The intersection of the CPO, CFO and CMO agenda
Marketing procurement is increasingly prioritising stakeholder engagement (it’s now at the same level of priority as metrics that track commercial rigour) and is focusing on evolving mindsets as much as skillsets.
Our research has found that the skills that many teams currently excel in, such as negotiation, contract management and project management, may lose relevance over the next two to five years. The tactical expertise that defines some procurement teams today risks becoming obsolete tomorrow.
So they’re working on evolving their role, moving from reducing costs within existing choices to helping colleagues make better choices in the first place. In short, they are reskilling to maintain differentiation and business relevance.
They’re also rethinking how they articulate their procurement work, helping the organisation see the bigger picture when creative, media, insights and production come together. The aim is simple: be easier to work with, create clarity and, most importantly, help marketing teams unlock growth.

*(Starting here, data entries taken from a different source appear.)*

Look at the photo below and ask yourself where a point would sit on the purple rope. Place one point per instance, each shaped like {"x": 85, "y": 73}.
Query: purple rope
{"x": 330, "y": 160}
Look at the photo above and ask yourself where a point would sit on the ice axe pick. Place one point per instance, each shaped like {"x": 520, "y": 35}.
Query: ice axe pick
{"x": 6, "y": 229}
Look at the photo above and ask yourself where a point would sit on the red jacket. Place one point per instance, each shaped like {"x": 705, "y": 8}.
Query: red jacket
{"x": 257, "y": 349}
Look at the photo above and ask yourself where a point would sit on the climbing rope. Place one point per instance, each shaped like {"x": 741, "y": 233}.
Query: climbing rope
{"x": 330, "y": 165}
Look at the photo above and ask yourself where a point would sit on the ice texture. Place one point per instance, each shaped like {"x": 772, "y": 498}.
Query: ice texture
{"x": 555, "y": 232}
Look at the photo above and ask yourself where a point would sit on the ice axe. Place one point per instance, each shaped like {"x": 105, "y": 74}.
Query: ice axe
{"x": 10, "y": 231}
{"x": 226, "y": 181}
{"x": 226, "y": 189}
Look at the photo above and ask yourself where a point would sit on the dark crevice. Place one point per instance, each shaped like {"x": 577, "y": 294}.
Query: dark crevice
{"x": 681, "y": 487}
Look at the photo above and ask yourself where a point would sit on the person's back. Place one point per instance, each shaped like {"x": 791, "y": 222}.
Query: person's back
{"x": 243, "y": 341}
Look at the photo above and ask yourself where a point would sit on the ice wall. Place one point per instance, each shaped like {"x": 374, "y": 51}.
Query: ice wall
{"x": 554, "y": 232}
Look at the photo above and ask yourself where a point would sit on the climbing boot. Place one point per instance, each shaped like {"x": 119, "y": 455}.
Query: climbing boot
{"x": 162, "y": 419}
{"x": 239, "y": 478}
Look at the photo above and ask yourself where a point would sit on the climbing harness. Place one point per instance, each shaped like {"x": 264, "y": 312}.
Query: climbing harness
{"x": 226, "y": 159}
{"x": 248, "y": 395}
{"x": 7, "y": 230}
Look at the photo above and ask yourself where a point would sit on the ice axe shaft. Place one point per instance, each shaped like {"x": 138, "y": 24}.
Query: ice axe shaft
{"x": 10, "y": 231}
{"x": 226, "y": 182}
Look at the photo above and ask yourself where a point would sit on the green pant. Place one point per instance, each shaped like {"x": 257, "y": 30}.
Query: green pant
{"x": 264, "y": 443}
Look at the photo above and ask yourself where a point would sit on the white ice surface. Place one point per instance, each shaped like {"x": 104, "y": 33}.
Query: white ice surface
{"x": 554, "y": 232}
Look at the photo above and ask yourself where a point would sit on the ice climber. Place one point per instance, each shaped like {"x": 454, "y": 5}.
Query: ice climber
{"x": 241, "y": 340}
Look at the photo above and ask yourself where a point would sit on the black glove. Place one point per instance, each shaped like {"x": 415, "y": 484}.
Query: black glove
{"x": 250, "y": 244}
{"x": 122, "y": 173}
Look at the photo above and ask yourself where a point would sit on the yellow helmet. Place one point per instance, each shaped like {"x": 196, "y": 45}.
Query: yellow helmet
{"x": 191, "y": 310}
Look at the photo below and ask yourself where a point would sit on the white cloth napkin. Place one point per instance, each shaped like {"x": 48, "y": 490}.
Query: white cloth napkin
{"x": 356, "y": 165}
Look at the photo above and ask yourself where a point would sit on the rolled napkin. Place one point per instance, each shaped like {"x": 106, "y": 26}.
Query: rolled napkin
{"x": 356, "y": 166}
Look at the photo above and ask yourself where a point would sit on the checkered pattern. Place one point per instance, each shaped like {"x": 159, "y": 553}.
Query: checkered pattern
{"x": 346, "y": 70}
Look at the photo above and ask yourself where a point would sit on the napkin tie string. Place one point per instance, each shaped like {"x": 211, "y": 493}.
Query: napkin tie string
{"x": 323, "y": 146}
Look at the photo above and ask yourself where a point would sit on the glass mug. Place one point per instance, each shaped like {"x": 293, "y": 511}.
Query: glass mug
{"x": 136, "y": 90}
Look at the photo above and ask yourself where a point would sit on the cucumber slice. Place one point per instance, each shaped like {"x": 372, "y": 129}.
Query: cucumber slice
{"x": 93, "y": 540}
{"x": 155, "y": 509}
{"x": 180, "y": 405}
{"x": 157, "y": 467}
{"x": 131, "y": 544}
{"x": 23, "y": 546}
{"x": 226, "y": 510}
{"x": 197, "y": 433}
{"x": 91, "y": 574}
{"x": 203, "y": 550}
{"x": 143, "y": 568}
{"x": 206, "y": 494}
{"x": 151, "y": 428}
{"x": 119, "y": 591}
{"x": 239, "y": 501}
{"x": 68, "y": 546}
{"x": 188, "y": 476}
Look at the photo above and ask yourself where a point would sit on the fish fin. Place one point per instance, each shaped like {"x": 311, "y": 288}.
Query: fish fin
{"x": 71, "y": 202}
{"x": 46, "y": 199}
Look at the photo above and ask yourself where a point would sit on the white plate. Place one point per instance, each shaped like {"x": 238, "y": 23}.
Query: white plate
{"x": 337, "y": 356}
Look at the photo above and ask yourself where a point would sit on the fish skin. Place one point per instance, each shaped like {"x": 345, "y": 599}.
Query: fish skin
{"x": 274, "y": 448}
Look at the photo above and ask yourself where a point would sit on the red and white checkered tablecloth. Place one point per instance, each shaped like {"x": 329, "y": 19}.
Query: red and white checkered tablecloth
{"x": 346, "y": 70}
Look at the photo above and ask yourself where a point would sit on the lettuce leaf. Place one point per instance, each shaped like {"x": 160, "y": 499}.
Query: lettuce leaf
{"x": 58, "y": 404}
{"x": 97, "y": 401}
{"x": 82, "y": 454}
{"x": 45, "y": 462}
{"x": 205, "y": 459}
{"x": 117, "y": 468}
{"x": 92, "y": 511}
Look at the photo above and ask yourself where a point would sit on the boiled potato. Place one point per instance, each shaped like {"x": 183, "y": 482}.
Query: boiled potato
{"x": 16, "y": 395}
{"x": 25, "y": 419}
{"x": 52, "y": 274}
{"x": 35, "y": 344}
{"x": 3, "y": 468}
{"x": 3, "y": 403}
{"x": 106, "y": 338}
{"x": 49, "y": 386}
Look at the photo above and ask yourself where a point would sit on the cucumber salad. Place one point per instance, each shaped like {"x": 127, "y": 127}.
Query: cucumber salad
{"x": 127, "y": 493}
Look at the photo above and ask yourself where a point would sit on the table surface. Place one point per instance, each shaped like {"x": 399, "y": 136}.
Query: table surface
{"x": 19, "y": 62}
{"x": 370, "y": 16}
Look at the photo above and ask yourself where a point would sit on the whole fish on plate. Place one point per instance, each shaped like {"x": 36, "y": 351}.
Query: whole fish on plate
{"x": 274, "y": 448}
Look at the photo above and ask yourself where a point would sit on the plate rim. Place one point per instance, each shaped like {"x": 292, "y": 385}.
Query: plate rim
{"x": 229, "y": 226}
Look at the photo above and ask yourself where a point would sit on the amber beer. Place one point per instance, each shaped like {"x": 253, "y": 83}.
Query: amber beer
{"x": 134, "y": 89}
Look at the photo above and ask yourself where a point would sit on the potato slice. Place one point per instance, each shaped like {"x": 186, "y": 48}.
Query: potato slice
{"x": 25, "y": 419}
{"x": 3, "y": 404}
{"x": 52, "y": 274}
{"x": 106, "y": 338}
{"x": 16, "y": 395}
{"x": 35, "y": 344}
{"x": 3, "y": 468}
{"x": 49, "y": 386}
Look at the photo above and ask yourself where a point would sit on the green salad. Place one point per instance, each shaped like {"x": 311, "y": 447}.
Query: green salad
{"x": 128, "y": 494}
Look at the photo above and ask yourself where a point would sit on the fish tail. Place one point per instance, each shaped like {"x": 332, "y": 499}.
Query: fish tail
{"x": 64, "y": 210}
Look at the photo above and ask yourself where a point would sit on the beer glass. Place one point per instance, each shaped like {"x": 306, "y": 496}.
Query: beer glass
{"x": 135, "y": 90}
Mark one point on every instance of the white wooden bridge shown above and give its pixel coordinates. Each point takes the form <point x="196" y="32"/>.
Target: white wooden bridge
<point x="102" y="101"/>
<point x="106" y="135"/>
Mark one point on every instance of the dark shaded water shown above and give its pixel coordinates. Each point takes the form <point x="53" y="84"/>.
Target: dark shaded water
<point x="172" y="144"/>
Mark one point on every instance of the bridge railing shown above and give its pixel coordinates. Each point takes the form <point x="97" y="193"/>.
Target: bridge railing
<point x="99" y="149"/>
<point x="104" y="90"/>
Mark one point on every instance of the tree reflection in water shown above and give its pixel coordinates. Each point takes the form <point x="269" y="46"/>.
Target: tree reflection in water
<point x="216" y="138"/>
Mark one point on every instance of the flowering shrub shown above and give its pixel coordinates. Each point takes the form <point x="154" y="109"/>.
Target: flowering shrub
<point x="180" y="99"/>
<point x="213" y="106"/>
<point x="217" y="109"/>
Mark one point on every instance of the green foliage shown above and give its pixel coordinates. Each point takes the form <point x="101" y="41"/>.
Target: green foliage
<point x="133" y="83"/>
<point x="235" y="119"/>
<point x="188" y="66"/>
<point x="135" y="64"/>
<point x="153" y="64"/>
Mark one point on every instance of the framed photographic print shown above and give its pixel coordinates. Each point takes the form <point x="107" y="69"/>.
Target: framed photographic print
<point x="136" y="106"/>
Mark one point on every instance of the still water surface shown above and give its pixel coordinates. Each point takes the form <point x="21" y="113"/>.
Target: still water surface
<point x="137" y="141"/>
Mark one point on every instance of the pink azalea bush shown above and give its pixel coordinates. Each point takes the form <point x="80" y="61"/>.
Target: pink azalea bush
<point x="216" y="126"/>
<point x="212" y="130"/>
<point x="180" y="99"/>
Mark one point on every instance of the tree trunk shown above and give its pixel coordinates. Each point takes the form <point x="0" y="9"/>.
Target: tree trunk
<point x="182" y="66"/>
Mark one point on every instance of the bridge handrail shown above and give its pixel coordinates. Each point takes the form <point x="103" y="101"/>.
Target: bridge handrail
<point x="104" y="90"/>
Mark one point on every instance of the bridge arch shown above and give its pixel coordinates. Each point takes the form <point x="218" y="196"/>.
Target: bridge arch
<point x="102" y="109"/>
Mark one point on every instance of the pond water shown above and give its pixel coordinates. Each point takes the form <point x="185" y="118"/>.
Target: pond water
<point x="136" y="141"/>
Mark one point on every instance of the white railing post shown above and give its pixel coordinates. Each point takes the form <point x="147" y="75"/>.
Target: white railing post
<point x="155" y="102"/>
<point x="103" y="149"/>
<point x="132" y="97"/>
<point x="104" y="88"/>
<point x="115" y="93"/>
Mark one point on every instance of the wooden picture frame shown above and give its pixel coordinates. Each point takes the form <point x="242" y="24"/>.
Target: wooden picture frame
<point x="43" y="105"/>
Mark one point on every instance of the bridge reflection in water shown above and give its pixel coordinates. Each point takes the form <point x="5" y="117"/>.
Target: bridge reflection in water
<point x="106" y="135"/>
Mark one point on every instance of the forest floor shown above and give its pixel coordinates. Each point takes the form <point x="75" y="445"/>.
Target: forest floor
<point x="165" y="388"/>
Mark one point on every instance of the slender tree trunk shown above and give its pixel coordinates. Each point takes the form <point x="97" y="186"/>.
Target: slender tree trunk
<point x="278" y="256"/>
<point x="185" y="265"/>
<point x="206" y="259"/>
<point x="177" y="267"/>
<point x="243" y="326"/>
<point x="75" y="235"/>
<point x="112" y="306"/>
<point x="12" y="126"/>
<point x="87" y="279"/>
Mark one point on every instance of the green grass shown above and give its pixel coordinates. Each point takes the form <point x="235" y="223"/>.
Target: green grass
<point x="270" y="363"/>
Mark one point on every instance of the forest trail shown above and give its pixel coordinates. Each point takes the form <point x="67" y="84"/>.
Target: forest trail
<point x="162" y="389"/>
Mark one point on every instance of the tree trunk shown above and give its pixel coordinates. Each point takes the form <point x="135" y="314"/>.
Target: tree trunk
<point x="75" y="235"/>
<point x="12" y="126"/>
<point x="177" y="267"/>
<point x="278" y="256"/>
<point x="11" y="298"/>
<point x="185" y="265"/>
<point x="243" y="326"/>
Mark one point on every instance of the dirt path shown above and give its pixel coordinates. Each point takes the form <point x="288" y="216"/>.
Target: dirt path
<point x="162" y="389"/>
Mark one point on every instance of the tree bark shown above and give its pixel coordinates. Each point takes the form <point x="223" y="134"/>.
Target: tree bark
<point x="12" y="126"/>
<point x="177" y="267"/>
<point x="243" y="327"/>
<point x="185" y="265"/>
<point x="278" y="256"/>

One big area of work is around data and metrics. Savings alone are no longer a sufficient proof of value – not for procurement and not for marketing.
What the Sourcing Forum shows us is that metrics are evolving to connect directly to business objectives, helping to tell a clearer story about how marketing investments deliver and create compelling business narratives for key stakeholders.
As a result, they are now seeking to organise data in ways that complement marketers’ ways of working and connect the numbers with wider business outcomes.
They are also working to add classic marketing skills to their repertoire, learning to elevate reporting so it tells a story rather than simply sharing a spreadsheet.
So, where does this leave us?
Creating a productive collaboration is about togetherness. Your challenges as a CMO are their challenges as procurement professionals. You share the same business goals. When both sides are equipped, aligned and working with a shared view of value, the result will be better decisions, better relationships and better outcomes.
Marketing procurement can’t (and shouldn’t) do marketing. But they can make your investments stronger, more transparent, more future-proof and easier to defend. In a world where scrutiny is rising and resources are tight, that support could prove essential.